Customer loyalty is critical for long-term success. Loyal customers purchase more frequently, spend more money per purchase, and yield a higher lifetime value than one-time customers. They’re also more likely to leave positive reviews and recommend your business to others. 

Invest in customer loyalty and you’ll increase your revenue stream, enhance your reputation, benefit from free word-of-mouth marketing, and prime your business for steady growth

So where to begin? Here’s how to get started with building and strengthening customer loyalty:

  1. Review your business against the 5 main factors for customer loyalty. Earlier in our guide, we outlined the five key factors that influence customer loyalty: (1) quality, (2) price and value for money, (3) customer service, (4) trust and brand reputation, and (5) ease and convenience. Refer back to each factor and give yourself (your business) a score from 1-10 for each.

  2. Total your scores to pinpoint one or two priority areas for improvement or optimisation.
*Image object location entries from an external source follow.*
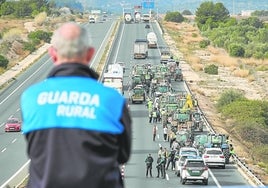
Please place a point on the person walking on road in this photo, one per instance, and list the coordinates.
(149, 164)
(165, 132)
(154, 132)
(159, 166)
(78, 131)
(171, 159)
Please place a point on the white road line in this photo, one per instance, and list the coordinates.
(3, 150)
(214, 179)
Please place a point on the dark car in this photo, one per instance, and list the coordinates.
(13, 125)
If you scored lowest on ease of convenience and customer service, for example, you’ll want to focus your efforts in those domains.

  3. Implement the strategies from our guide that best align with the areas you’ve identified for improvement. Perhaps you’re confident that you offer excellent quality and value for money but need to work on gaining your customers’ trust and building your brand reputation. In that case, you might focus on better communicating your USP (strategy number 1: double down on your unique value) and building trust (strategy number 2: fostering trust through consistency and transparency). 
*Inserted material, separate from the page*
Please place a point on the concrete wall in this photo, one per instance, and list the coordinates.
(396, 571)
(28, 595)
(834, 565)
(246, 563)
As you take steps to build customer loyalty, remember that your business is unique — and so are your customers. Prioritise strategies that make the most sense for your business and will resonate with your audience.

At the same time, focus not only on turning new customers into loyal ones, but also on continuously nurturing and strengthening those relationships. You want your customers to remain loyal for as long as possible, and that requires continuous effort on your part.